Last modified on 16 October 2012, at 21:21
|Scalopus aquaticus (Eastern Mole)|
Size: Head and body length: 110mm to 170mm (4.33in to 6.96in)
Tail length range: 18mm to 36mm Range mass: 32g to 140g (1.13os tp 4.93oz)Average mass: 74.6g (2.63oz)
Description: The Eastern Mole’s body is covered with a thick velvety fur that varied from a color from silver to black to copper. Their short tail is round and almost hairless. As for their feet there are some hairs above or upper portion but naked or hairless below and the feet are quite large. There are web between the toes of each foot which are to help with all the diggings (Gorog, 1999). They don’t have any eyes or ears. But it’s thought that the poorly developed eye may be effective in detecting light (Gorog, 1999).

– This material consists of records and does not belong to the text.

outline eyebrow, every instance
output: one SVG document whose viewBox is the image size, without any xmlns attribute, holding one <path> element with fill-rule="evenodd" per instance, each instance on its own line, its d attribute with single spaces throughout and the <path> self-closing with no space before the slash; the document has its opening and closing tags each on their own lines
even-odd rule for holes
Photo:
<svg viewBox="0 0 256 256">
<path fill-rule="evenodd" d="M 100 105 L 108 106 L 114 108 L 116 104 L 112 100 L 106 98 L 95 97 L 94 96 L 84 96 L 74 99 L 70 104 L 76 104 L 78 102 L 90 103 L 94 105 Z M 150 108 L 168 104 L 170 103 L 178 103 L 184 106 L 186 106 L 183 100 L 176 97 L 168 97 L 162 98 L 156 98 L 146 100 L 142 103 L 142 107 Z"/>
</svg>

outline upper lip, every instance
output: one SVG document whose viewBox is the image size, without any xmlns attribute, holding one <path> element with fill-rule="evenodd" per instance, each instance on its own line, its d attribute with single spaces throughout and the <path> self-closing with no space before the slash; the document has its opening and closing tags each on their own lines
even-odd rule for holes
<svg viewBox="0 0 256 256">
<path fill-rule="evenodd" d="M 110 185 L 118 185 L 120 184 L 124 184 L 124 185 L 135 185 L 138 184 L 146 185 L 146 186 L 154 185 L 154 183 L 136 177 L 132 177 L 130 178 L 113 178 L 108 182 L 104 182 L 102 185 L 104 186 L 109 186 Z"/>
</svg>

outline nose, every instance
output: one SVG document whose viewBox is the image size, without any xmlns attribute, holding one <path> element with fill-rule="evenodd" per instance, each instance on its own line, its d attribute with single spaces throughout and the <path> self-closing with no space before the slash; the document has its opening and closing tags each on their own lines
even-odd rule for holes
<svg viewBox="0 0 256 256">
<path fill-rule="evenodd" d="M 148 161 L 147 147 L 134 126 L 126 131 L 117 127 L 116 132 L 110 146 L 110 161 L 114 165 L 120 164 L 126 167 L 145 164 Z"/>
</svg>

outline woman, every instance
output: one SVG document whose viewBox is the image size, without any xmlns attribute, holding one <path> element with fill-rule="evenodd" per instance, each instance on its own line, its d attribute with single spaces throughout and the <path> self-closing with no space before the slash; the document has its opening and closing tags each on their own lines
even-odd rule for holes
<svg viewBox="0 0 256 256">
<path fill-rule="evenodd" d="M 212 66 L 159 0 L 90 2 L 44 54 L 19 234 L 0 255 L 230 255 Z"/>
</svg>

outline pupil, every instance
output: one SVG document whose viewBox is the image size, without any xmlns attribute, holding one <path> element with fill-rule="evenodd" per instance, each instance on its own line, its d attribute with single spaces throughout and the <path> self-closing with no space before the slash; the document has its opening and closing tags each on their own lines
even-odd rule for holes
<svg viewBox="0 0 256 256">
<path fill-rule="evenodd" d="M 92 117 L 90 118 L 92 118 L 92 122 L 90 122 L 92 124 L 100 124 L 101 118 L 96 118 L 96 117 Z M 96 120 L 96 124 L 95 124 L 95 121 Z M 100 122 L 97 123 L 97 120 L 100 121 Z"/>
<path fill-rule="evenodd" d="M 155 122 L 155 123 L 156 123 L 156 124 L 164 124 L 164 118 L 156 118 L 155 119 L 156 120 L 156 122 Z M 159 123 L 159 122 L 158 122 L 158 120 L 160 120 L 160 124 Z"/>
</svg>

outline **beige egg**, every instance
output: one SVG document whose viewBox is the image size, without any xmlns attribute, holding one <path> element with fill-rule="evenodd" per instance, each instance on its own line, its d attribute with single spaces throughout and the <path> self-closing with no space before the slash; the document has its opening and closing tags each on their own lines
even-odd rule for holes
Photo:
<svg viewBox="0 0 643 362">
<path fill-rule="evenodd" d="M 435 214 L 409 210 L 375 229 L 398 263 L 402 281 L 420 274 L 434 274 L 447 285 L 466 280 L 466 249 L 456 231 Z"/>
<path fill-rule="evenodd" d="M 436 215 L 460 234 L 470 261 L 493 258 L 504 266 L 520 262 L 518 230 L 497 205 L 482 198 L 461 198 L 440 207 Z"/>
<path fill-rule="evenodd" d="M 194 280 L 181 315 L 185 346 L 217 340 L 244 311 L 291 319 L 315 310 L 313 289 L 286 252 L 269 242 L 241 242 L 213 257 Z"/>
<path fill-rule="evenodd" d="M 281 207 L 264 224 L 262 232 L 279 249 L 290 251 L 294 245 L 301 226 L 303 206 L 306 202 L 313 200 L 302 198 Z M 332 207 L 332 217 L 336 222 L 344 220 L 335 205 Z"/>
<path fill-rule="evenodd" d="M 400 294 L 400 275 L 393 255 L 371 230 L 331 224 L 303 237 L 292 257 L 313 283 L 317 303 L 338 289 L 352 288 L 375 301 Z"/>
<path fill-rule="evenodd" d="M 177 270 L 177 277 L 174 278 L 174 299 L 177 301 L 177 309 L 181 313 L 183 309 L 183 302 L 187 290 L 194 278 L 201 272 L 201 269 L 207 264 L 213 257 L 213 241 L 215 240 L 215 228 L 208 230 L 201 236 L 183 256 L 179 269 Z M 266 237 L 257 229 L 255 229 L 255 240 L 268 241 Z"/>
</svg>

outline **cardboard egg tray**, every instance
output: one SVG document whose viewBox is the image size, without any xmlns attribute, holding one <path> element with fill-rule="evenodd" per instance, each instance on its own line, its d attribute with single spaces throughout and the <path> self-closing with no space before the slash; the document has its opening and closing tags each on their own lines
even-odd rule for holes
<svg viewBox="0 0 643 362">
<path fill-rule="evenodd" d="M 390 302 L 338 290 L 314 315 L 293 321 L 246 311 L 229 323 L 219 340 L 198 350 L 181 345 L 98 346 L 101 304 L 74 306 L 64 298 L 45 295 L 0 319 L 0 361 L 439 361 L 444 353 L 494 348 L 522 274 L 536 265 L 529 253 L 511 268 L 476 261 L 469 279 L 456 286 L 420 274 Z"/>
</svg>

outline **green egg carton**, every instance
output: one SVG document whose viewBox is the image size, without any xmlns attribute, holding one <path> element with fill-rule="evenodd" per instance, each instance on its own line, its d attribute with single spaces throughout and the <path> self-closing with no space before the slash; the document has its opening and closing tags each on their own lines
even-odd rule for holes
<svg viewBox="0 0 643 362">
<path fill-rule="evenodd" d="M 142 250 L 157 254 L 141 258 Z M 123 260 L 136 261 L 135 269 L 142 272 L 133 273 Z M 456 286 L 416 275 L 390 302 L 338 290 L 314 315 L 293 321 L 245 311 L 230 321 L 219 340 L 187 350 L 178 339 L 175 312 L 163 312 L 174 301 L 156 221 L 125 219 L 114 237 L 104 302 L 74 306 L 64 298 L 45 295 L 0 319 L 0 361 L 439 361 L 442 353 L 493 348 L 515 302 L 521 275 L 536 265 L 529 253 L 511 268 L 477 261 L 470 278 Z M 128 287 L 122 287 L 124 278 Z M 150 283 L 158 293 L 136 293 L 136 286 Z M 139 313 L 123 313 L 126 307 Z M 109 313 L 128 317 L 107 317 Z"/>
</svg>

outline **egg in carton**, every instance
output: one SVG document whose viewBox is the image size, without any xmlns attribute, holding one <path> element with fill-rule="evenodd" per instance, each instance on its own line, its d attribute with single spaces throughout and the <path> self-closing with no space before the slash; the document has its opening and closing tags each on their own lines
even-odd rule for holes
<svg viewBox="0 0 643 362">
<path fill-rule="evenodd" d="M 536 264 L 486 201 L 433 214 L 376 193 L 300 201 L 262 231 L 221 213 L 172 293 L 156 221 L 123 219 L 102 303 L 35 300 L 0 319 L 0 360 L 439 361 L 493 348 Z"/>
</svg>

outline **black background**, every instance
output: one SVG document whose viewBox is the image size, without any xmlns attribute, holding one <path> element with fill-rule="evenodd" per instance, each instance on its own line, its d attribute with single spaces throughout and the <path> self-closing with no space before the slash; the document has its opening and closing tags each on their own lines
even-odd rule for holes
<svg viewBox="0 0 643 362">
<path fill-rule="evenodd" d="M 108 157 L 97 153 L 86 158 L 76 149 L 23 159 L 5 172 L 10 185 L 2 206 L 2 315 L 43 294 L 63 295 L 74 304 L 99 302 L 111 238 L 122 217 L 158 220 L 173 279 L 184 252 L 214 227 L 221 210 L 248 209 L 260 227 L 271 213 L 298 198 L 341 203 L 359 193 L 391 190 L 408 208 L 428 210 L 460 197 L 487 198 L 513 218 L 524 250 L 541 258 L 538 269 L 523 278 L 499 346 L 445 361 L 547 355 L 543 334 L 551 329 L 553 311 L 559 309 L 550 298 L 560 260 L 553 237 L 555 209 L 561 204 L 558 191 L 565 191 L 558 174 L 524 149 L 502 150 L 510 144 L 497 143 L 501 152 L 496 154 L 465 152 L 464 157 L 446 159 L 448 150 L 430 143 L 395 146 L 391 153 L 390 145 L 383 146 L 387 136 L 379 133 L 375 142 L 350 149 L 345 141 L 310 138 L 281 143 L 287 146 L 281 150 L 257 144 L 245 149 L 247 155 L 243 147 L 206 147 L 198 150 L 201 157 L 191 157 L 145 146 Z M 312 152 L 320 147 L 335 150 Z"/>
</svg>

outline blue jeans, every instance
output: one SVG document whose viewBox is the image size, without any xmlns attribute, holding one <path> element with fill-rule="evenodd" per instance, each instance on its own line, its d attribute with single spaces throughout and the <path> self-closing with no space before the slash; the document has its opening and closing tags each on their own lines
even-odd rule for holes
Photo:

Habitat: These are found from eastern South Dakota, Michigan, southeastern Wyoming, Central Texas, south to the tip of Florida and north to Ontario and New England. There is a small amount of population found in southwestern Texas and in northwestern Mexico. They prefer fields, meadows, pastures and open woodland.
Diet: Eastern mole most likely eat earthworms and also eat insects and their larvae, some vegetation, and in captivity will eat ground beef, dog food, mice, and small birds. They eat up to 25%-100% of their own weight in food each day (Gorog, 1999).
Activity: The eastern moles are not solitary. They have high energy requirements and needs a considerable amount of food daily (Gorog, 1999). They can dig up to 4.5 meters in one hour with their powerful forefeet and are good swimmers. Even though they have no vision, they may be able to detect the presence or absence of light. Also their ears are cover by a layer of skin but again, they may be able to detect sounds and vibrations. They probably find their way around and detect prey by the use of their acute and senses of smell and touch (Gorog, 1999).
Reproduction: The female has a litter of around three to five young after about 44 days and the litters are born anytime from late February through early June. The eastern mole will have only one litter per year. Newborn don’t have any fur and are in a plant-like nest that are in one of the deeper chambers. This is where they will stay until about four weeks old. They will become adult size by three months and can breed at the end of year one.
Lifespan: One captive animal will usually live longer than 36 months but in the wild, these eastern moles likely live less than this (Gorog, 1999). But their average lifespan is 3 years.